Boselli: «Ripresa oltre le previsioni»

Boselli: «Ripresa oltre le previsioni»

da Milano

«Il 2006 è stato l’anno della svolta, e anche il 2007 sarà positivo». Un sorridente Mario Boselli, presidente della Camera nazionale della moda, fa il punto del settore, sottolineando come l’anno appena concluso si sia rivelato migliore delle previsioni: il fatturato ha toccato quota 67,58 miliardi (più 6%) e negli ultimi mesi la crescita «è stata addirittura a doppia cifra», grazie alla tanto attesa ripresa della domanda interna.
L’effetto positivo è stato avvertito anche sulla produzione nazionale, che per la prima volta, dopo molti anni segnati dalla delocalizzazione crescente, resta stabile sui livelli dell’anno precedente. È cresciuto l’export (più 3,9%, a quota 40.575 milioni), ma anche l’import: più 12%, un incremento decisamente superiore alle previsioni. Di conseguenza, il saldo commerciale con l’estero si ferma a 15.861 milioni. «È inferiore a quanto speravamo, ma pur sempre di tutto rispetto», ha commentato Boselli, facendo notare che la Francia, la «grande rivale» nel mondo della moda e del lusso, ha invece accentuato il saldo negativo, passato da 2,5 miliardi nel 2005 a cinque miliardi nel 2006. Per i prossimi mesi, la grande incognita è rappresentata dai cambi. «Euro forte e dollaro debole fanno bene in generale, ma fanno male all’industria manifatturiera», ha detto Boselli.
Ai valori correnti, si prevede una crescita fra il 3 e il 4% per i fatturati dell’industria italiana della moda nel 2007. Ma il D-Day sarà il 31 dicembre di quest’anno quando cesserà il sistema temporaneo delle quote per i prodotti tessili a suo tempo - e faticosamente - negoziato tra il commissario europeo al Commercio Peter Mandelson e la Cina: il timore è che ritorni lo «tsunami» che due anni fa aveva sconvolto l’intero sistema tessile-abbigliamento, sommergendolo di prodotti a basso costo.

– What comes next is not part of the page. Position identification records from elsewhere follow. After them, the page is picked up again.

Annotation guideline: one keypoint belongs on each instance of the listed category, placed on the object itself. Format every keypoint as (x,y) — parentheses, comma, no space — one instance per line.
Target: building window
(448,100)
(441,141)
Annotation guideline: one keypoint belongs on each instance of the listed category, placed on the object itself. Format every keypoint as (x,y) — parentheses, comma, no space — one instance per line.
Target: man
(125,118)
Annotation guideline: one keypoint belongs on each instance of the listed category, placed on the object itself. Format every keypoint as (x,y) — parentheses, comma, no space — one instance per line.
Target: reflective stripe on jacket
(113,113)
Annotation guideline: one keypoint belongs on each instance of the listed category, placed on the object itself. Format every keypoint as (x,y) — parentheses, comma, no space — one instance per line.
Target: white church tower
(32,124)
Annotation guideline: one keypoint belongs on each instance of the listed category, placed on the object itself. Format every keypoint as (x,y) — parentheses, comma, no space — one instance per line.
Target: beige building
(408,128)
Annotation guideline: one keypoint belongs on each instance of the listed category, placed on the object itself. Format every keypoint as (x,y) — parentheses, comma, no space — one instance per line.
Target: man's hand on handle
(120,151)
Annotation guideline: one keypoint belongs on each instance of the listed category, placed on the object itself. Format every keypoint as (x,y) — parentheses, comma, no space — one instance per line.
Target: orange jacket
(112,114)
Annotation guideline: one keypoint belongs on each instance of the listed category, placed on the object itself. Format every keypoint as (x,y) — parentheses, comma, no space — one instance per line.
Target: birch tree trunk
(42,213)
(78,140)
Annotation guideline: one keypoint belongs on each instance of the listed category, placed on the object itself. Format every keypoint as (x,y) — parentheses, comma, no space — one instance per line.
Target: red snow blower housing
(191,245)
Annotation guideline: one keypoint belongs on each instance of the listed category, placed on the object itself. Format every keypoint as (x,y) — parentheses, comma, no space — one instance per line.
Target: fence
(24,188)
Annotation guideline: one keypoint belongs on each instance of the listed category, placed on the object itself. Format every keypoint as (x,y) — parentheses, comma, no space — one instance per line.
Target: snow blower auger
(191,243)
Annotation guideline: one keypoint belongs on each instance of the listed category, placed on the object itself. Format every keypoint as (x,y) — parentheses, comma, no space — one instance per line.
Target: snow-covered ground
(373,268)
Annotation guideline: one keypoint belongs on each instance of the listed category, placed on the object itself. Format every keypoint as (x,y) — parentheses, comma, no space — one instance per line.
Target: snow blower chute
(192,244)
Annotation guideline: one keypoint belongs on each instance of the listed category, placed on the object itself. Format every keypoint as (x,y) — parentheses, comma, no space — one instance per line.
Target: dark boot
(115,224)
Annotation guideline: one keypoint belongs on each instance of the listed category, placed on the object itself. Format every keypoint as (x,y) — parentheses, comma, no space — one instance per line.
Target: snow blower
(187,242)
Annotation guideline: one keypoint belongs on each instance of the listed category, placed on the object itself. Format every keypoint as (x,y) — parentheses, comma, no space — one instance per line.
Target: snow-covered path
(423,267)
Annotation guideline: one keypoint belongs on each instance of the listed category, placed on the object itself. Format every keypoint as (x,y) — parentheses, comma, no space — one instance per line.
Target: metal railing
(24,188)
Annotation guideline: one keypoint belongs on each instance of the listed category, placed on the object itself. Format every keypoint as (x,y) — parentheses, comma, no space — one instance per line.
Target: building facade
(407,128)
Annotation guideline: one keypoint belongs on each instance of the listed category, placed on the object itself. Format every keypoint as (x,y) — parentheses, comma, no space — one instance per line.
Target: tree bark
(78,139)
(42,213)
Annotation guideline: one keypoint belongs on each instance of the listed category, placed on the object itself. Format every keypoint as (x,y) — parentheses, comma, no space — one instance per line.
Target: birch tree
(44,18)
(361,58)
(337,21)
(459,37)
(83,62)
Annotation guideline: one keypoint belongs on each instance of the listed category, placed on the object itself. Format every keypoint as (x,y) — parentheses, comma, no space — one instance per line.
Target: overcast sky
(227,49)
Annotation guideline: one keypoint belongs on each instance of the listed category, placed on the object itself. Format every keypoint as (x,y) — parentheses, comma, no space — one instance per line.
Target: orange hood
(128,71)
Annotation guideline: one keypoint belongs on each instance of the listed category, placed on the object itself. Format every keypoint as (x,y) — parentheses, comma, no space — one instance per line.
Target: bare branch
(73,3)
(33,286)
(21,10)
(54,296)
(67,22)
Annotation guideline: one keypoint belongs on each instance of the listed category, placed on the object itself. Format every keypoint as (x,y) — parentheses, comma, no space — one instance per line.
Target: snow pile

«Non credo - ha detto Boselli - e per due ragioni: la prima è che anche in Cina il costo del lavoro, almeno nelle zone più industrializzate, non è più così competitivo come in passato. Secondo motivo, l’aumento della capacità di assorbimento della produzione cinese da parte del mercato interno, che rallenta la tendenza all’export selvaggio e di conseguenza la pressione sul nostro sistema».